Ao chegar à sua sala de trabalho, pela manhã, no dia em que começa a ação, Rusty recebe da secretária um envelope e a informação de que o chefe quer vê-lo imediatamente. Ele abre o envelope de tal forma que a câmara do diretor de fotografia Gordon Willis (o grande Gordon Willis, 1931-2014, Oscar honorário “por insuperável maestria de luz, sombra, cor e movimento”) possa exibir para o espectador a mensagem contida ali. O papel tem o timbre do “escritório de Carolyn Polhemus”, e ali está escrito, em letras maiúsculas: “Pare. Eu sei que é você!”

Rusty põe o papel de volta no envelope e o envelope dentro do bolso do paletó, e vai até a sala de Raymond Horgan. Raymond dá a notícia: – “Carolyn Polhemus foi assassinada ontem à noite.”

Um assistente de Horgan em seguida passa para Rusty as informações que a promotoria já havia recebido a respeito do assassinato. Horgan pede a seu auxiliar direto que tome conta do caso pessoalmente. Que deixe de lado tudo o que está fazendo e se concentre na investigação da morte da colega deles da promotoria. – “Você é o único cara aqui em que eu posso confiar. Pegue o bandido”.

O filme está chegando aos 8 minutos, neste momento.

Dali a pouco vemos Rusty Sabich queimando o bilhete que recebeu de Carolyn Polhemus.

Quando ele chega em casa, Barbara está deitada na cama do casal, sobre as cobertas, um tanto despenteada, um tanto suada. Ele pergunta se ela estava malhando, ela responde que estava se masturbando – “o refúgio da esposa solitária”. Falam um pouco das coisas dela: após muitos anos afastada de tudo para cuidar da casa e do filho, Barbara está naquele momento tocando sua tese de pós-gradução em Matemática, tentando retomar a carreira acadêmica.

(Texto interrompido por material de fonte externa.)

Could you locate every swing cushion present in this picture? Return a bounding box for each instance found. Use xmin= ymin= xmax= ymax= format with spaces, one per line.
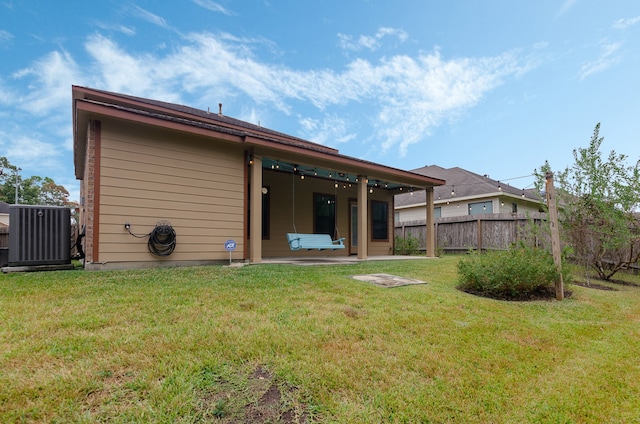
xmin=287 ymin=233 xmax=346 ymax=251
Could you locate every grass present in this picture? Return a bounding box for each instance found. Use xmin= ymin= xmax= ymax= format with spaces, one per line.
xmin=1 ymin=256 xmax=639 ymax=423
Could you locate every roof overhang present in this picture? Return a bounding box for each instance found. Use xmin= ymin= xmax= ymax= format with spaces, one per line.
xmin=72 ymin=85 xmax=445 ymax=190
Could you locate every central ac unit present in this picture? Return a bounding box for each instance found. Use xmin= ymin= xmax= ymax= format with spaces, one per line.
xmin=8 ymin=205 xmax=71 ymax=266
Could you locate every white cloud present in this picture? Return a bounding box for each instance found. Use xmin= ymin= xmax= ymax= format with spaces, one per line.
xmin=12 ymin=50 xmax=83 ymax=115
xmin=579 ymin=41 xmax=621 ymax=81
xmin=131 ymin=5 xmax=172 ymax=30
xmin=3 ymin=133 xmax=61 ymax=166
xmin=298 ymin=115 xmax=357 ymax=146
xmin=7 ymin=29 xmax=528 ymax=176
xmin=0 ymin=77 xmax=15 ymax=104
xmin=556 ymin=0 xmax=578 ymax=18
xmin=338 ymin=27 xmax=409 ymax=52
xmin=192 ymin=0 xmax=234 ymax=16
xmin=613 ymin=16 xmax=640 ymax=30
xmin=82 ymin=32 xmax=526 ymax=155
xmin=0 ymin=29 xmax=13 ymax=45
xmin=94 ymin=21 xmax=136 ymax=36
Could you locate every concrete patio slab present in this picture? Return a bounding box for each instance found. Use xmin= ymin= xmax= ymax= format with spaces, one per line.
xmin=259 ymin=255 xmax=432 ymax=266
xmin=351 ymin=273 xmax=428 ymax=288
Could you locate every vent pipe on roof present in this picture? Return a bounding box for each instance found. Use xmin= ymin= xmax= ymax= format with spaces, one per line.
xmin=218 ymin=103 xmax=223 ymax=116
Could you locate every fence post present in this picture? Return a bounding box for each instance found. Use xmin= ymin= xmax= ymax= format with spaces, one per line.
xmin=546 ymin=171 xmax=564 ymax=301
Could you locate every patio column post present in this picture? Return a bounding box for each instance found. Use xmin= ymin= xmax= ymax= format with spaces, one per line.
xmin=250 ymin=154 xmax=263 ymax=263
xmin=425 ymin=186 xmax=435 ymax=257
xmin=357 ymin=175 xmax=368 ymax=260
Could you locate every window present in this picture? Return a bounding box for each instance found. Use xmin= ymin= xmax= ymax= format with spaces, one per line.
xmin=371 ymin=200 xmax=389 ymax=241
xmin=468 ymin=201 xmax=493 ymax=215
xmin=511 ymin=203 xmax=518 ymax=213
xmin=434 ymin=207 xmax=442 ymax=219
xmin=314 ymin=193 xmax=336 ymax=236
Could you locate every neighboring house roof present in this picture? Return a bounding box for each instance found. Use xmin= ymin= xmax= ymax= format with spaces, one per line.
xmin=72 ymin=86 xmax=445 ymax=190
xmin=396 ymin=165 xmax=541 ymax=208
xmin=0 ymin=201 xmax=10 ymax=214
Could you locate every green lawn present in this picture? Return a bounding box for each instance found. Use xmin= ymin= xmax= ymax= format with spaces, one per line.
xmin=1 ymin=256 xmax=639 ymax=423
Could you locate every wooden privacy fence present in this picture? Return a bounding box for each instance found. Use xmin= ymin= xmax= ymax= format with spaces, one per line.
xmin=395 ymin=212 xmax=547 ymax=253
xmin=0 ymin=226 xmax=8 ymax=248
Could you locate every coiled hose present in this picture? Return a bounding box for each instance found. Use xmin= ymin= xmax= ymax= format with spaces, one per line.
xmin=148 ymin=221 xmax=177 ymax=256
xmin=126 ymin=220 xmax=177 ymax=257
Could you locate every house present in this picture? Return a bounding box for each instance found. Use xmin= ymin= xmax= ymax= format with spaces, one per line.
xmin=72 ymin=86 xmax=445 ymax=270
xmin=395 ymin=165 xmax=543 ymax=224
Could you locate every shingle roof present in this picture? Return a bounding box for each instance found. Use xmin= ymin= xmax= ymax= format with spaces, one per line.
xmin=73 ymin=86 xmax=445 ymax=189
xmin=76 ymin=86 xmax=339 ymax=155
xmin=395 ymin=165 xmax=541 ymax=207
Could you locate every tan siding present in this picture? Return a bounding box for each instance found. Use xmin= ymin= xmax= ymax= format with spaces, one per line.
xmin=398 ymin=207 xmax=426 ymax=223
xmin=97 ymin=119 xmax=245 ymax=264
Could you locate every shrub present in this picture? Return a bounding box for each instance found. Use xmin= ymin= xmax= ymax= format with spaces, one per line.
xmin=457 ymin=246 xmax=571 ymax=300
xmin=394 ymin=234 xmax=421 ymax=255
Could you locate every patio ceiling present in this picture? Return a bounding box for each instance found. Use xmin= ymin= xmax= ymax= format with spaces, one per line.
xmin=261 ymin=158 xmax=418 ymax=193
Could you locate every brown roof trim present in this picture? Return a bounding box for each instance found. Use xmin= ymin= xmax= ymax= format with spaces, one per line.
xmin=72 ymin=85 xmax=338 ymax=154
xmin=72 ymin=86 xmax=445 ymax=188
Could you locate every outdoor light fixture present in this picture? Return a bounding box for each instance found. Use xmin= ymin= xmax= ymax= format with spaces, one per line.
xmin=451 ymin=185 xmax=455 ymax=196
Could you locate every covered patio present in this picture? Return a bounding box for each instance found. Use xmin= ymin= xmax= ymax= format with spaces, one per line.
xmin=247 ymin=153 xmax=444 ymax=263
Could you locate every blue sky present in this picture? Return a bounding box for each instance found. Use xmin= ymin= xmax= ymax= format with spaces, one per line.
xmin=1 ymin=0 xmax=639 ymax=201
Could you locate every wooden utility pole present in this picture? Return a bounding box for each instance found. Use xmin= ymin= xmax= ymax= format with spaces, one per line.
xmin=545 ymin=171 xmax=564 ymax=300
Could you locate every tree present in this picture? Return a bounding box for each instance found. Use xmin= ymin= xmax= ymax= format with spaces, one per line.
xmin=538 ymin=124 xmax=640 ymax=281
xmin=0 ymin=157 xmax=72 ymax=206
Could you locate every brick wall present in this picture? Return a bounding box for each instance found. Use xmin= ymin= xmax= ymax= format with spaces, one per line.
xmin=82 ymin=120 xmax=97 ymax=263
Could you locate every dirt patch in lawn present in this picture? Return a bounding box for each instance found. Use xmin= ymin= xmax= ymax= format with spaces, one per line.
xmin=196 ymin=365 xmax=310 ymax=423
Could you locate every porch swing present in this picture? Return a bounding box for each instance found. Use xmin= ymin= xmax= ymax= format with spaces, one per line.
xmin=286 ymin=167 xmax=345 ymax=251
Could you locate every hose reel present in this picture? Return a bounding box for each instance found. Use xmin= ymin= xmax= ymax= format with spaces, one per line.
xmin=125 ymin=220 xmax=177 ymax=257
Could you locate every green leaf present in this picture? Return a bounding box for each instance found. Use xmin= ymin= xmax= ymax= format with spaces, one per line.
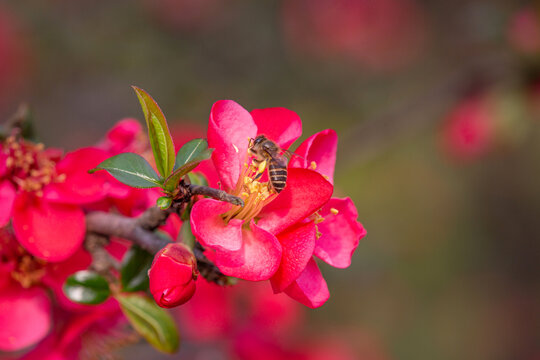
xmin=173 ymin=139 xmax=209 ymax=170
xmin=116 ymin=293 xmax=180 ymax=354
xmin=132 ymin=86 xmax=176 ymax=178
xmin=120 ymin=245 xmax=154 ymax=293
xmin=187 ymin=172 xmax=208 ymax=187
xmin=90 ymin=153 xmax=162 ymax=188
xmin=63 ymin=270 xmax=111 ymax=305
xmin=162 ymin=140 xmax=213 ymax=192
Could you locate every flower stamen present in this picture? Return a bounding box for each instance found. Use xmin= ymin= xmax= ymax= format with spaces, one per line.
xmin=221 ymin=149 xmax=277 ymax=223
xmin=2 ymin=136 xmax=65 ymax=195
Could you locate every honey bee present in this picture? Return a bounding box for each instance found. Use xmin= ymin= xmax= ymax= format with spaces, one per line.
xmin=248 ymin=135 xmax=290 ymax=193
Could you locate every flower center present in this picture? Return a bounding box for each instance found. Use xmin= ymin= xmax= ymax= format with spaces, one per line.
xmin=2 ymin=136 xmax=65 ymax=196
xmin=221 ymin=154 xmax=277 ymax=224
xmin=0 ymin=230 xmax=46 ymax=288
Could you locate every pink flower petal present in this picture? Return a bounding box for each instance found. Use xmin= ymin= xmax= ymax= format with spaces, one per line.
xmin=315 ymin=197 xmax=366 ymax=268
xmin=208 ymin=100 xmax=257 ymax=191
xmin=0 ymin=180 xmax=15 ymax=227
xmin=149 ymin=243 xmax=198 ymax=308
xmin=247 ymin=281 xmax=305 ymax=337
xmin=271 ymin=221 xmax=316 ymax=292
xmin=284 ymin=258 xmax=329 ymax=308
xmin=191 ymin=198 xmax=244 ymax=252
xmin=20 ymin=303 xmax=123 ymax=360
xmin=44 ymin=147 xmax=109 ymax=204
xmin=100 ymin=118 xmax=143 ymax=154
xmin=290 ymin=129 xmax=337 ymax=184
xmin=214 ymin=220 xmax=282 ymax=281
xmin=176 ymin=278 xmax=234 ymax=342
xmin=12 ymin=194 xmax=85 ymax=262
xmin=250 ymin=107 xmax=302 ymax=149
xmin=0 ymin=285 xmax=51 ymax=351
xmin=258 ymin=168 xmax=333 ymax=235
xmin=42 ymin=249 xmax=93 ymax=311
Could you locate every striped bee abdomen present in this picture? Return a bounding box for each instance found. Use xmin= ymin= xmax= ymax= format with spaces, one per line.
xmin=268 ymin=159 xmax=288 ymax=193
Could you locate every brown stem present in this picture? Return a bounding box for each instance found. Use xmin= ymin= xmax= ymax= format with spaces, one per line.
xmin=85 ymin=183 xmax=241 ymax=284
xmin=188 ymin=184 xmax=244 ymax=206
xmin=193 ymin=243 xmax=230 ymax=286
xmin=84 ymin=233 xmax=120 ymax=280
xmin=86 ymin=211 xmax=169 ymax=254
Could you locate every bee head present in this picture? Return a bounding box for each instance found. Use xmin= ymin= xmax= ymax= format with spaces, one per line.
xmin=253 ymin=135 xmax=267 ymax=145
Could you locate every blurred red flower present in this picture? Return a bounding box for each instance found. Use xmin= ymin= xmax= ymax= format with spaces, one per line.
xmin=0 ymin=137 xmax=110 ymax=261
xmin=0 ymin=228 xmax=93 ymax=352
xmin=508 ymin=7 xmax=540 ymax=55
xmin=281 ymin=0 xmax=427 ymax=72
xmin=142 ymin=0 xmax=226 ymax=33
xmin=440 ymin=95 xmax=496 ymax=162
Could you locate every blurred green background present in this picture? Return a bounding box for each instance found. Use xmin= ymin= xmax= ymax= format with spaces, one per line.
xmin=1 ymin=0 xmax=540 ymax=359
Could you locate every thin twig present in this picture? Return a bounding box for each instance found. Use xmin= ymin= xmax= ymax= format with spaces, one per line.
xmin=188 ymin=184 xmax=244 ymax=206
xmin=85 ymin=184 xmax=237 ymax=284
xmin=84 ymin=233 xmax=120 ymax=280
xmin=86 ymin=211 xmax=169 ymax=254
xmin=193 ymin=243 xmax=230 ymax=286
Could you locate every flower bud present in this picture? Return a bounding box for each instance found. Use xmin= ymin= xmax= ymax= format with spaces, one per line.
xmin=148 ymin=243 xmax=199 ymax=308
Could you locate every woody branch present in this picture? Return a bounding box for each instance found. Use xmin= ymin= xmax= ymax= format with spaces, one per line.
xmin=85 ymin=183 xmax=243 ymax=284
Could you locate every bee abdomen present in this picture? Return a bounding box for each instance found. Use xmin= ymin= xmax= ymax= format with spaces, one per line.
xmin=268 ymin=162 xmax=287 ymax=193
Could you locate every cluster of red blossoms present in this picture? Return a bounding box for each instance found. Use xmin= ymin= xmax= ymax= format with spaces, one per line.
xmin=0 ymin=119 xmax=150 ymax=353
xmin=0 ymin=95 xmax=366 ymax=356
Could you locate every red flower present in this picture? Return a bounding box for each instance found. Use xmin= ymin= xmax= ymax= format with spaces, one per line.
xmin=97 ymin=118 xmax=146 ymax=155
xmin=291 ymin=129 xmax=366 ymax=268
xmin=149 ymin=243 xmax=199 ymax=308
xmin=0 ymin=137 xmax=110 ymax=261
xmin=0 ymin=228 xmax=93 ymax=351
xmin=508 ymin=7 xmax=540 ymax=55
xmin=19 ymin=304 xmax=127 ymax=360
xmin=178 ymin=279 xmax=361 ymax=360
xmin=281 ymin=0 xmax=427 ymax=72
xmin=440 ymin=96 xmax=496 ymax=162
xmin=274 ymin=129 xmax=366 ymax=308
xmin=142 ymin=0 xmax=226 ymax=33
xmin=178 ymin=279 xmax=304 ymax=343
xmin=0 ymin=284 xmax=51 ymax=352
xmin=190 ymin=101 xmax=333 ymax=285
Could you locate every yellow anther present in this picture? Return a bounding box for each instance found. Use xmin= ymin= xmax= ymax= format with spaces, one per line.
xmin=241 ymin=192 xmax=249 ymax=198
xmin=310 ymin=161 xmax=317 ymax=170
xmin=257 ymin=160 xmax=267 ymax=174
xmin=330 ymin=208 xmax=339 ymax=215
xmin=314 ymin=216 xmax=325 ymax=224
xmin=322 ymin=175 xmax=330 ymax=180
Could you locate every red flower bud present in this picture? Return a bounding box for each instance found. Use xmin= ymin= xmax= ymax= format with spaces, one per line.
xmin=148 ymin=243 xmax=199 ymax=308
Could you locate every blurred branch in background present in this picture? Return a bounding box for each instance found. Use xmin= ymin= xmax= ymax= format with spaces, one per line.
xmin=340 ymin=52 xmax=519 ymax=168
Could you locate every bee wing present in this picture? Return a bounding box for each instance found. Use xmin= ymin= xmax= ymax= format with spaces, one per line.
xmin=282 ymin=149 xmax=304 ymax=161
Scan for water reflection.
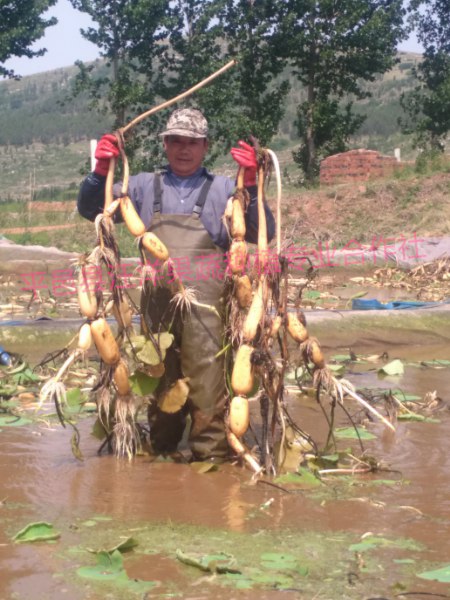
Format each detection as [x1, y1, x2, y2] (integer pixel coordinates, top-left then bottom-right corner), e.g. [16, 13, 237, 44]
[1, 339, 450, 598]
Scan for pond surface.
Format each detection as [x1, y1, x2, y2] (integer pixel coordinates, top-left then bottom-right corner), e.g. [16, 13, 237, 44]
[1, 321, 450, 599]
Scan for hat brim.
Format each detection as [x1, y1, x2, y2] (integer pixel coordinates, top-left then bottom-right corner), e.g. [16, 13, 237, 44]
[159, 128, 207, 139]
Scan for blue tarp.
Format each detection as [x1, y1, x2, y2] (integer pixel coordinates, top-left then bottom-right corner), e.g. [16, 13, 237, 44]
[351, 298, 449, 310]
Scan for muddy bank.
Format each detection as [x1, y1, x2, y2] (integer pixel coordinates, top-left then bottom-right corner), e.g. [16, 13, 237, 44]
[0, 238, 77, 275]
[2, 233, 450, 278]
[305, 305, 450, 347]
[1, 306, 449, 362]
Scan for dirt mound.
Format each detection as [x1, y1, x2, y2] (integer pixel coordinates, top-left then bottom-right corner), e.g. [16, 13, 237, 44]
[29, 201, 77, 212]
[3, 224, 77, 235]
[0, 238, 77, 274]
[278, 172, 450, 247]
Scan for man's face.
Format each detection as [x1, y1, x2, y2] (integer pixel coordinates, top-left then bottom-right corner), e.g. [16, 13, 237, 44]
[163, 135, 208, 177]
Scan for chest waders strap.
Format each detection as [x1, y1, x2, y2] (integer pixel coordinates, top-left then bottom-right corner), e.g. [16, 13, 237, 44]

Na TV ligada, fala-se da morte da assistente da promotoria Carolyn Polhemus. Quando Rusty conta para a mulher que é ele que vai cuidar pessoalmente da investigação da morte da colega, por ordem do chefe, Barbara reage com a seguinte frase:

– “São 150 advogados na promotoria, e não acharam um que não tivesse trepado com ela para investigar?”

O filme está chegando aos 14 minutos.

Quando o filme está com 16 minutos, Rusty está diante do caixão de Carolyn Polhemus, na cerimônia religiosa que precede o enterro.

Ele está olhando para o caixão – e aí, pela primeira vez, a câmara mostra Carolyn Polhemus viva. É um close-up – ela está deitada de bruços, seu rosto está virado para a câmara. Só vemos o rosto e o ombro direito dela, em primeiro plano – ela está nua, e é uma mulher lindérrima, absurdamente bela.

Greta Scacchi estava com 30 anos, e nunca esteve tão esplendorosamente bela quanto no papel dessa Carolyn Polhemus, uma mulher que enlouquecia os homens que passavam à sua frente.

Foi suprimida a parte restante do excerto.